Johns Hopkins Stroke Dept. Live Blogs About “Thrombolysis Guided by Perfusion Imaging up to 9 Hours after Onset of Stroke”
Burton J. Tabaac, MD
The following discussion is documented via “LIVE Blogging,” a Journal Club held at Johns Hopkins Hospital in Baltimore, Maryland, on May 14, 2019. The journal article presented is “Thrombolysis Guided by Perfusion Imaging up to 9 Hours after Onset of Stroke,” published in The New England Journal of Medicine on May 9, 2019. The Journal Club presentation and discussion was led by Dr. Rebecca Gottesman, a neurology professor, cerebrovascular specialist, and International Stroke Conference 2019 award recipient.
Current American Heart Association/American Stroke Association guidelines for ischemic stroke limit the time to initiate intravenous thrombolytic therapy to within 4.5 hours after the onset of stroke. Representatives from the EXTEND trial and collaborators from the University of Melbourne, Royal Melbourne Hospital, in Australia published an article that challenges this limit. By carefully selecting the appropriate patient population using advanced imaging, patients who have salvageable brain tissue beyond 4.5 hours may benefit from treatment via IV thrombolysis! The authors tested the hypothesis that “intravenous thrombolysis with alteplase initiated between 4.5 and 9.0 hours after stroke onset or on awakening with stroke symptoms (for which the time of onset was not known) would provide a benefit in patients who had a small core volume of cerebral infarction that was disproportionate to a larger area of hypoperfusion.”

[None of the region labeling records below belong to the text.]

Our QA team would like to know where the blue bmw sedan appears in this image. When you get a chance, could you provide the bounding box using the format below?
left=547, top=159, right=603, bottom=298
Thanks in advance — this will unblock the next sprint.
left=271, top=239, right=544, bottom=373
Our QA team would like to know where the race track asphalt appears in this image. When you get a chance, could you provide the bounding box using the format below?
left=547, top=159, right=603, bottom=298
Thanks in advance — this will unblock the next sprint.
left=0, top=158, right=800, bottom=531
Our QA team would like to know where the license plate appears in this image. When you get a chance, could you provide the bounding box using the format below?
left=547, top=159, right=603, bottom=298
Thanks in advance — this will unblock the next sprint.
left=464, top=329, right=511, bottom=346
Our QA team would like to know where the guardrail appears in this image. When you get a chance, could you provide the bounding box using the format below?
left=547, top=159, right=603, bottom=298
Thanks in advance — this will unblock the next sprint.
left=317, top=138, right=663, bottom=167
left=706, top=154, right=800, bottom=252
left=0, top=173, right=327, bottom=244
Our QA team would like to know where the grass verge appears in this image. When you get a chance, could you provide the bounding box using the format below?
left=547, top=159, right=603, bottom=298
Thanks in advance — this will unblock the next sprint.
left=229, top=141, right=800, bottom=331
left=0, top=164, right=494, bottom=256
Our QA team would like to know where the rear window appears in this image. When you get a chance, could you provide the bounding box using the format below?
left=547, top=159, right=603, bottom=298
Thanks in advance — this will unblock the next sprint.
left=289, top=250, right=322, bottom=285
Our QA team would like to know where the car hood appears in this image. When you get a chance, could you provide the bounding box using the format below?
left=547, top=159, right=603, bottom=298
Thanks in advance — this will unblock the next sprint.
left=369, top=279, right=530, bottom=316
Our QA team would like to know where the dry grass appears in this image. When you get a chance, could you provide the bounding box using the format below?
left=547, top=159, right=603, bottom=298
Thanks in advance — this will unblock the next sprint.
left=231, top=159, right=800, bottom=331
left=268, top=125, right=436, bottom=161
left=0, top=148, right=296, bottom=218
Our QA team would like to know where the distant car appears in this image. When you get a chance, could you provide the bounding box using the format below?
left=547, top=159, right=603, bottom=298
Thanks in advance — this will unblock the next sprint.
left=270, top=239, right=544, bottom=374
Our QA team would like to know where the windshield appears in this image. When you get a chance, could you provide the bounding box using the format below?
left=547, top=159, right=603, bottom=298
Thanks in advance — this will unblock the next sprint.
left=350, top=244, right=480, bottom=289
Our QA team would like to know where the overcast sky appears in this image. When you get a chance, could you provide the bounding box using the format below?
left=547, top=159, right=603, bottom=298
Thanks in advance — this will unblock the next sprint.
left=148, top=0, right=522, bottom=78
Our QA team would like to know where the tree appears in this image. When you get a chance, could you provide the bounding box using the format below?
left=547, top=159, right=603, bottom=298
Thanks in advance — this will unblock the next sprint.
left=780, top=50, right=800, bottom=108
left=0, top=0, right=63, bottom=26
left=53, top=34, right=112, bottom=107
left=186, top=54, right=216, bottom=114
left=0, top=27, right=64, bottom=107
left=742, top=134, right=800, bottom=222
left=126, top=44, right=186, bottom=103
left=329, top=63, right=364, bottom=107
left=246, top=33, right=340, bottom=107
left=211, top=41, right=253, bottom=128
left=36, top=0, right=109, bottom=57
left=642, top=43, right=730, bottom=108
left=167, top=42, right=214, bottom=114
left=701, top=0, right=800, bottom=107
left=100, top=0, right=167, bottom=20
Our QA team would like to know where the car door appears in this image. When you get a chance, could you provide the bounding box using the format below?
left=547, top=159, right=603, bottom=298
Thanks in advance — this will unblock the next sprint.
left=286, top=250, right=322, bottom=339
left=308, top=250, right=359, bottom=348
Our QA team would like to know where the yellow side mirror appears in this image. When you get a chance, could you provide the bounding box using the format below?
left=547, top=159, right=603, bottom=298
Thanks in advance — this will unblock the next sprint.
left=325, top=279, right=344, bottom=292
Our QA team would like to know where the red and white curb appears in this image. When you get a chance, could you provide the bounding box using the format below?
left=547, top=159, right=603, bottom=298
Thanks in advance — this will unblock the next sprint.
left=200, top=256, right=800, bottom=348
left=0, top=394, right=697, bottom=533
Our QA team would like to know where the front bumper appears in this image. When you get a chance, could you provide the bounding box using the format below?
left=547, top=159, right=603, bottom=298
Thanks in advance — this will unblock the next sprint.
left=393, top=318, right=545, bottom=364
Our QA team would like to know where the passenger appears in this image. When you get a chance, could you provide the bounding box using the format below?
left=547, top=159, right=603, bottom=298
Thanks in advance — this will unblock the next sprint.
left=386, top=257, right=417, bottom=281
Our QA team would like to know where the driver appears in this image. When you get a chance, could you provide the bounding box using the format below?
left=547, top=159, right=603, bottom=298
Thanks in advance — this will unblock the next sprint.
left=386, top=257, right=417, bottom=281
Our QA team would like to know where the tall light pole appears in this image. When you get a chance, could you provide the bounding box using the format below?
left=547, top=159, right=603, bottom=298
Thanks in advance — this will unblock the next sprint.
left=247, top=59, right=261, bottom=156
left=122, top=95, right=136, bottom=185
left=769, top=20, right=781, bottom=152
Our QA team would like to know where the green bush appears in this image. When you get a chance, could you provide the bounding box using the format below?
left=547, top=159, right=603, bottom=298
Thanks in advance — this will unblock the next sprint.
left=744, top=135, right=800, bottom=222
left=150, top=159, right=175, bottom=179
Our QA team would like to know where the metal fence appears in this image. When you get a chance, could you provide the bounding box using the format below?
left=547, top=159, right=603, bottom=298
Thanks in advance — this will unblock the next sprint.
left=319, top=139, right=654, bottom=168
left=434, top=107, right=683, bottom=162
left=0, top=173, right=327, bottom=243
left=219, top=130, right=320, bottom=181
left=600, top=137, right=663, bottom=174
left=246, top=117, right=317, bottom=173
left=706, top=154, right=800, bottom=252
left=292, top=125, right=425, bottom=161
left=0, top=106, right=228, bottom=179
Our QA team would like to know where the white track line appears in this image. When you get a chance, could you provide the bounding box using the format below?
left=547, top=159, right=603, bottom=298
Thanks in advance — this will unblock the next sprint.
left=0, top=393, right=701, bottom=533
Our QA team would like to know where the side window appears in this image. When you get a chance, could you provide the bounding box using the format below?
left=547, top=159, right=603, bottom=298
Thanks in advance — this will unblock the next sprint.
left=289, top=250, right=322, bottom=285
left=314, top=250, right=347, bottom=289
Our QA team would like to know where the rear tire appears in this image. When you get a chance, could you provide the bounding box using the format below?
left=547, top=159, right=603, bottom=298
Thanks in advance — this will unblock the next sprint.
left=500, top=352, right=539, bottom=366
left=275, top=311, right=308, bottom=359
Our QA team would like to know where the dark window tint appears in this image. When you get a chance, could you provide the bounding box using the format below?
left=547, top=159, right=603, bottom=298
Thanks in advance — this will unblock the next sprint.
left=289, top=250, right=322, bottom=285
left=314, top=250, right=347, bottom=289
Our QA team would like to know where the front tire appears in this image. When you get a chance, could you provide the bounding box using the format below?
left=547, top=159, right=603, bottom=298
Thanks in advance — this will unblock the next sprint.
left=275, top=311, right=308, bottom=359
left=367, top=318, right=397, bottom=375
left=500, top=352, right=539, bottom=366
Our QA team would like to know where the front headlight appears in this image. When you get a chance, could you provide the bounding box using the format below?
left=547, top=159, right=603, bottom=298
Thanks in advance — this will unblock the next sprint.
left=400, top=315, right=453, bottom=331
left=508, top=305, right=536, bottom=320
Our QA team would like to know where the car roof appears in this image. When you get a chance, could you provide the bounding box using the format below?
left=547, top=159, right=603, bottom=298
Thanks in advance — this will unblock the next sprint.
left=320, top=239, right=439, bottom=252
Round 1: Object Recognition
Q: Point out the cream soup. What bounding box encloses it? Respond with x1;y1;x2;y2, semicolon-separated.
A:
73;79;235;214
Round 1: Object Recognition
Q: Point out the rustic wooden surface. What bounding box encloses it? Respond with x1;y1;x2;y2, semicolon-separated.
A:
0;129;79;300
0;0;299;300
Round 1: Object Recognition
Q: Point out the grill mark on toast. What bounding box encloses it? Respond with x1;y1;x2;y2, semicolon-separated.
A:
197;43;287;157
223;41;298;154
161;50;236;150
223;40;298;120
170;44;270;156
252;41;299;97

This paradigm change to carefully select the appropriate patients who may benefit from therapy outside current guidelines parallels a similar historical trajectory to that of endovascular intervention in treating large vessel occlusion. For an epoch, the standard of care in approaching embolectomies relied on the patient presenting to clinical attention within 6 hours of onset and a favorable ASPECTS score on “dry” CT brain imaging. This limit was breached via conclusions drawn from the DAWN and DEFUSE 3 trials. By carefully selecting the appropriate patient population in concordance with advanced imaging (e.g., CTP, hyperacute MRI), offerable treatment was readily introduced to a much larger eligible patient population.